Rita: Ich antworte mit einem Zitat von Gregor Gysi, der in einem Interview eine Tatsache im Kapitalismus so schön auf den Punkt brachte. Er sagte: «Wenn wir in der Gesellschaft etwas verändern und mehr soziale Gerechtigkeit herstellen wollen, dann müssen wir den Blick nicht zur Seite, sondern nach oben richten. Wir müssen das Verhältnis von Armut und Reichtum umverteilen.» Daran gilt es zu arbeiten, dafür lohnt es sich weiterhin zu kämpfen.

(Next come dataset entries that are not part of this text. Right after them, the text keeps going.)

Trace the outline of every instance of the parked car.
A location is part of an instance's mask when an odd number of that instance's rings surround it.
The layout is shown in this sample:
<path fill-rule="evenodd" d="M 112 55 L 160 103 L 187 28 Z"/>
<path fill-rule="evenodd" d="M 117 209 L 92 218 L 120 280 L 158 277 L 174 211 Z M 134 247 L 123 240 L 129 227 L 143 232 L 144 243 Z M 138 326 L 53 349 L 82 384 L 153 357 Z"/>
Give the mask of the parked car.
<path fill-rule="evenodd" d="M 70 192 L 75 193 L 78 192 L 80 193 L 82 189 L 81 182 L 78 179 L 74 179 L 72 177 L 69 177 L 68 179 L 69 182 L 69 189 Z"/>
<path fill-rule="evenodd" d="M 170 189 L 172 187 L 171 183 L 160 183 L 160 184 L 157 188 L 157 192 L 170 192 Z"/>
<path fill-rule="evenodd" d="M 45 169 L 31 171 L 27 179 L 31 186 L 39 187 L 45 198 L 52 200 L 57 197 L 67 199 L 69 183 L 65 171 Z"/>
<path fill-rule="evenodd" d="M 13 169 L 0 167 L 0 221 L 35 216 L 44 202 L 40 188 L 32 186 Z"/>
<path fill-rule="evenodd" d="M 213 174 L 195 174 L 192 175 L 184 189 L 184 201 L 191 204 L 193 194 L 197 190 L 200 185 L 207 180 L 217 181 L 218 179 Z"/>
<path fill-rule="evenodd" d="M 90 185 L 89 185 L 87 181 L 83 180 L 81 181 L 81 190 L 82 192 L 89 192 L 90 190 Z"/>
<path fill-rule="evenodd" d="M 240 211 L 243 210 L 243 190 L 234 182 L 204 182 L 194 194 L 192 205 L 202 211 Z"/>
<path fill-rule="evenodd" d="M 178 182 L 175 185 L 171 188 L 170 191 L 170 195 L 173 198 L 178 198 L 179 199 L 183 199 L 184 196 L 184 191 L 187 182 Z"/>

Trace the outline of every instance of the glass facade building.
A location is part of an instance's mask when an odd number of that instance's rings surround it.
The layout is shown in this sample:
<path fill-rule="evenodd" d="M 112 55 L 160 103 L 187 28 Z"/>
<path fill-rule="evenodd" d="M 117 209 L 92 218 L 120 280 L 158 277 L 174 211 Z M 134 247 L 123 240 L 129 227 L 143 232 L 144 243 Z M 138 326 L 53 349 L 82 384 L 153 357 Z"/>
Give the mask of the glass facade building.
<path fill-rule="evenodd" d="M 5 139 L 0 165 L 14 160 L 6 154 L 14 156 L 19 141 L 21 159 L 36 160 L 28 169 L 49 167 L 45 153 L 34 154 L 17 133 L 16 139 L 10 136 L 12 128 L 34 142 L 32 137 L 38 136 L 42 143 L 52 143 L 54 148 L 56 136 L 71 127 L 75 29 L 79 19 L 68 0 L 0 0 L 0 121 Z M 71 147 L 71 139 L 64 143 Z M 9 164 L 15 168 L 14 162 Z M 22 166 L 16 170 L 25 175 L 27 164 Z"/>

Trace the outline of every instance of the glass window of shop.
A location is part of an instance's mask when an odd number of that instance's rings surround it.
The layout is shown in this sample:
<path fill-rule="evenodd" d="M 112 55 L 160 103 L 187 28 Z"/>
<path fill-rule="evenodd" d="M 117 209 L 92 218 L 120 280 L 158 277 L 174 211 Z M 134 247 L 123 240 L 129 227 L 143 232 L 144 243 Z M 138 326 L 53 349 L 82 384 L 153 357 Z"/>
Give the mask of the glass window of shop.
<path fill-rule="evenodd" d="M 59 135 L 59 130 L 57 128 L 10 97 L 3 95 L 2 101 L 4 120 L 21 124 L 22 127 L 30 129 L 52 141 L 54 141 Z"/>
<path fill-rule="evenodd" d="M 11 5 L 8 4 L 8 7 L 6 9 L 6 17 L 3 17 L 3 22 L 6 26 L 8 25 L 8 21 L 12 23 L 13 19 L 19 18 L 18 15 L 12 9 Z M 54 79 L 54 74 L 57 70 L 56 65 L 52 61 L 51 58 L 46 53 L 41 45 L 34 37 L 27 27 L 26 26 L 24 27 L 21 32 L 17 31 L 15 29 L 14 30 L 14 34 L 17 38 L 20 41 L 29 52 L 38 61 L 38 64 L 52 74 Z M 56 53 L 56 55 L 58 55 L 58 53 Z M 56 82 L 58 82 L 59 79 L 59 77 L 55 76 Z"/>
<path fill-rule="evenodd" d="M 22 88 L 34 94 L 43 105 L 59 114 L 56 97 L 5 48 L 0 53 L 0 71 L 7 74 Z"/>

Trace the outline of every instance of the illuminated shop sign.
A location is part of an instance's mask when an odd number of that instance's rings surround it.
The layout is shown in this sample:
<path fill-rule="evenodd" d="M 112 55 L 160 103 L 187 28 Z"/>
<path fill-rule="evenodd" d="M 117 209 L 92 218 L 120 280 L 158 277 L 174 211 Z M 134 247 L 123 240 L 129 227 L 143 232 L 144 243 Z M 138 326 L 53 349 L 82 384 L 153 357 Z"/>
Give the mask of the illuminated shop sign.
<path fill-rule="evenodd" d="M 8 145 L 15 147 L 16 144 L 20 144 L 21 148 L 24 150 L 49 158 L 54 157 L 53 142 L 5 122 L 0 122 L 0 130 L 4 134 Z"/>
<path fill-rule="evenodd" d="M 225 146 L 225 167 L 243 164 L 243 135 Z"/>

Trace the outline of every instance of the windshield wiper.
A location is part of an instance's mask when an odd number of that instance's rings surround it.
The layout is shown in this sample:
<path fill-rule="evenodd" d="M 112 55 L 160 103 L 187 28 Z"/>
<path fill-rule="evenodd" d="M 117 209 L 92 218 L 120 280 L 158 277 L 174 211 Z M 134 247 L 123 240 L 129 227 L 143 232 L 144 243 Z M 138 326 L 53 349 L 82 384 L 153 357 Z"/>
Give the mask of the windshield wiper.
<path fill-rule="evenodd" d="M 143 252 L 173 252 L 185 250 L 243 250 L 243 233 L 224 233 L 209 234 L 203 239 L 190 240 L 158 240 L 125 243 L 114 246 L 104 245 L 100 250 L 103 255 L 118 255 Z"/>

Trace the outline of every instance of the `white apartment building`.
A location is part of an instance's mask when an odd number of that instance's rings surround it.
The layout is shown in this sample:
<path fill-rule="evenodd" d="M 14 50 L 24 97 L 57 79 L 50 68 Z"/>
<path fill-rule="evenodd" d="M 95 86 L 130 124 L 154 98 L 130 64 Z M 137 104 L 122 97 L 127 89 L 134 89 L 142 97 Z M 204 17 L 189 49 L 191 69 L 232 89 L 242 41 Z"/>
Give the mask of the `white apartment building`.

Zum Schluss: Wie geht es jetzt nach diesem tollen Wahlergebnis weiter?
Sevin: Wir kämpfen weiter. Alle Menschen, die hinter dem feministischen Streik stehen oder sich als Linke sehen, sollen alle ihre Mittel nutzen, um die Forderungen immer wieder und überall zu wiederholen und einzubringen. Sei dies, indem sie sich die Strassen nehmen, demonstrieren, Kundgebungen abhalten, Initiativen und Petitionen starten, am Arbeitsplatz streiken, sei es zu Beginn auch nur für eine Stunde. Alle, die sich im Parlament als links sehen, müssen die Forderungen in einer radikaleren Form voranbringen. Um unsere Ziele zu erreichen, braucht es uns alle.

Rita: Es geht genauso weiter wie vor dem Wahlergebnis: Wir stellen unsere Forderungen ins Zentrum unserer politischen Aktivitäten. Die Lohngleichheit muss durch einen staatlichen, griffigen Kontrollmechanismus garantiert werden. Care-Arbeit soll als Lohnarbeit anerkannt werden, damit sie auf die Rente einen Einfluss hat. Auszubauen sind die Massnahmen zur Bekämpfung von rassistischer und queerfeindlicher Gewalt. Als Gesellschaft müssen wir gemeinsam Rassismus, Homophobie und Sexismus aus der Welt schaffen, denn darauf können wir alle definitiv verzichten. Zu erhalten und auszubauen sind alle Projekte, die die gesellschaftliche Teilnahme von Migrant:innen fördern. Die Massnahmen zum Klimaschutz müssen ausgebaut werden, und zwar sofort, denn einen Planet B haben wir nicht. Wir lehnen die BVG-Reform ab und fordern stattdessen, dass das 3-Säulen-Prinzip bei der Altersvorsorge abgeschafft wird zugunsten einer einzigen solidarischen Säule und öffentlichen Altersvorsorge, der AHV. Und die Einführung einer 13.AHV-Rente. Wie zuvor erwähnt: Wir haben noch viel Arbeit vor uns, packen wir sie gemeinsam an.